Titus, President of Guo Hui (China) Co., Ltd., previously interviewed by reporters, pointed out that at present, Quanzhou's shoe soles and other upstream enterprises are generally blind in their product development, and the information asymmetry between them. The finished shoe enterprises do many things that should belong to the upstream enterprises. This phenomenon restricts the development of downstream shoe enterprises.
He has visited a famous shoe manufacturer in Taiwan, and the success lies in the integration of upstream and downstream resources.
Accordingly, Ding Guo believes that if we can fully cooperate with each other through mutual participation and other ways, we will greatly reduce the cost of enterprises and enhance the competitiveness of enterprises.

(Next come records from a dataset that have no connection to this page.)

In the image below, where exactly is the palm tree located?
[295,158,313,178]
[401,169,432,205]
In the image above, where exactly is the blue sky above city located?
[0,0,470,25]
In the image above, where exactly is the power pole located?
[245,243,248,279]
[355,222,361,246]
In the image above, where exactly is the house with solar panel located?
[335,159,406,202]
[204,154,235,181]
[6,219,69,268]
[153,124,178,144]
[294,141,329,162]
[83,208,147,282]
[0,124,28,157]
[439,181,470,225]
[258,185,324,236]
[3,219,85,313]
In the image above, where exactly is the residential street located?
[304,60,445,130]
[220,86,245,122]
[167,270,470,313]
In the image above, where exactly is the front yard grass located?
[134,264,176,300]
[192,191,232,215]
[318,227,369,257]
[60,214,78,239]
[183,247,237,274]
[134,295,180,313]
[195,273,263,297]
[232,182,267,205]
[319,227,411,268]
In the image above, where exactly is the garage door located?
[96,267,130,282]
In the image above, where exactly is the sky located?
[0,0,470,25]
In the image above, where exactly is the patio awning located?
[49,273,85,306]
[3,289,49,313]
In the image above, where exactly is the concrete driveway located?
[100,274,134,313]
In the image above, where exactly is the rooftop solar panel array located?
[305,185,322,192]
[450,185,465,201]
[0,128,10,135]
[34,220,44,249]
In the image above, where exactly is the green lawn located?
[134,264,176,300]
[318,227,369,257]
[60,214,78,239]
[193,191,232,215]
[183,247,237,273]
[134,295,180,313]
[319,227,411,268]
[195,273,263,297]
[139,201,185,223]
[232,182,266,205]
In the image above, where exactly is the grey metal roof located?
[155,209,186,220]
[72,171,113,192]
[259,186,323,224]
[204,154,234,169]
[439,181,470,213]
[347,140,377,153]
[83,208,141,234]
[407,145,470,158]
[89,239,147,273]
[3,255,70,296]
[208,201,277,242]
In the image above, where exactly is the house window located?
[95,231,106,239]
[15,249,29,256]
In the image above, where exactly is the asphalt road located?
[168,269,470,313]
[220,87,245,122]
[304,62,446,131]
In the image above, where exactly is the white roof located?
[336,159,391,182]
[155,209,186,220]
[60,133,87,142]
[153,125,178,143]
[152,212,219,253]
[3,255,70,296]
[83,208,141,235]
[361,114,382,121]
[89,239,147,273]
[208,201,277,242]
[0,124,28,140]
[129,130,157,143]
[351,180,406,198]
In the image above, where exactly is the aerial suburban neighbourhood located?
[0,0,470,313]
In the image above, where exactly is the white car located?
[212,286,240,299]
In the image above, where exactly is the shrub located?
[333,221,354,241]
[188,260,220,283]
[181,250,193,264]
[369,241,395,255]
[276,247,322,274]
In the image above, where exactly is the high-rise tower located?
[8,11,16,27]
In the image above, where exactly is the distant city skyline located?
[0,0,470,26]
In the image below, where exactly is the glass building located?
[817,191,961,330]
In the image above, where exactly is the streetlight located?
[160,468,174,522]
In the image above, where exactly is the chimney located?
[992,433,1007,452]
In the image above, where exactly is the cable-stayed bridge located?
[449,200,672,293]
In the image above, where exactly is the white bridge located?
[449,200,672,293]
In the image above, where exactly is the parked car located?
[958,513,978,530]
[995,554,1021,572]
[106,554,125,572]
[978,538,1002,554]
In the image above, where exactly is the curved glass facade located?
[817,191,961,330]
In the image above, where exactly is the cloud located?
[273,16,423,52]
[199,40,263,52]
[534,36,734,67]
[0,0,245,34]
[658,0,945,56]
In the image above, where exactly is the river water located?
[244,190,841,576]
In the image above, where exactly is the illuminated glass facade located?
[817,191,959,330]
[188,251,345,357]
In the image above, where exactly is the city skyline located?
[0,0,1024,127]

Under such a realistic situation, Ding Guosi believes that whoever successfully integrates the upstream and downstream resources and forms an efficient industrial chain around himself can win in the competition.
It is precisely because of this understanding that at present, most of the leading enterprises in the industry have turned their attention to the industrial chain more or less, and are committed to creating an industrial chain around themselves.
With the help of the current financial crisis, this pattern is accelerating.
According to Ding Guo's point of view, when the past situation is good, no one will accept anyone, and everyone wants to go it alone. But now the industry situation is deteriorating rapidly. Only by forming an alliance can we pass the winter smoothly. "The severe economic situation has become the catalyst for the formation of the industrial chain competition pattern."